Two ride-share companies are paying dearly as they try to clear the bureaucratic hurdles of the Public Utility Commission.
Despite assurances from its chairman that the agency must adapt to allow the flexibility of Web-based ride services, the PUC is aggressively fining Lyft, Uber and their drivers — even as the firms attempt to acquire licenses to operate within the state’s regulations.
Court records show that as of June 5, Lyft had been fined $130,000, a rate of $1,000 per day retroactive to its Feb. 7 kickoff party in Pittsburgh plus another $1,000 for each of the 12 individual trips taken by a PUC enforcement officer in March and April. Uber, which started operating on March 13, was hit with similar citations, totaling $95,000. So far.
The PUC says those fines will continue to mount until the companies are approved for the experimental licenses that they seek. Lyft filed its request on April 8 and Uber on April 14, but they are languishing because of multiple objections filed against the firms.
Eight local lawmakers — Sens. Jay Costa, Matt Smith and Randy Vulakovich and Reps. Harry Readshaw, Robert Matzie, Ed Gainey, Tony DeLuca and Marc Gergely — all wrote professing concern for the safety of ride-share passengers and raising questions about their drivers’ insurance coverage. Formal protests were lodged by the Pennsylvania Association for Justice (formerly the Trial Lawyers Association), the Insurance Federation of Pennsylvania and four competing driver service companies, though not the region’s dominant Pittsburgh Transportation Group, which owns Yellow Cab.
None of the same questions were raised nor objections filed, though, after Yellow Cab filed for its own experimental license to operate Yellow X, its version of ride sharing. Hearing no objections to Yellow’s March 13 application, the PUC approved it on May 22.
Meanwhile, Lyft and Uber still are waiting for hearings to be scheduled on their applications. The significant fines keep piling up, along with individual citations against their drivers.
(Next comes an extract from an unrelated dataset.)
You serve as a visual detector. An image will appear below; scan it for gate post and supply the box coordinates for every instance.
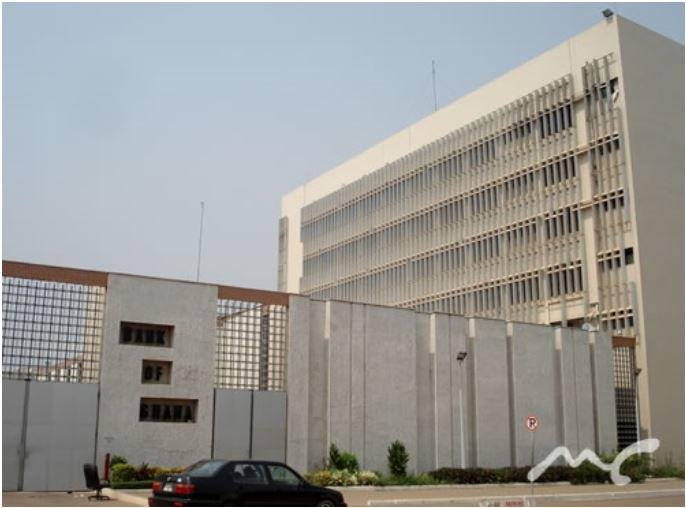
[17,377,31,491]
Pittsburghers have endured decades of Yellow Cab’s monopoly, which has meant taxis that are slow to arrive, never arrive or skirt entire city neighborhoods. The same consumers who have been crying for better service have welcomed the arrival of Lyft and Uber.
It’s time for the PUC to move forward on their applications and bring real competition and customer satisfaction to the local transportation market.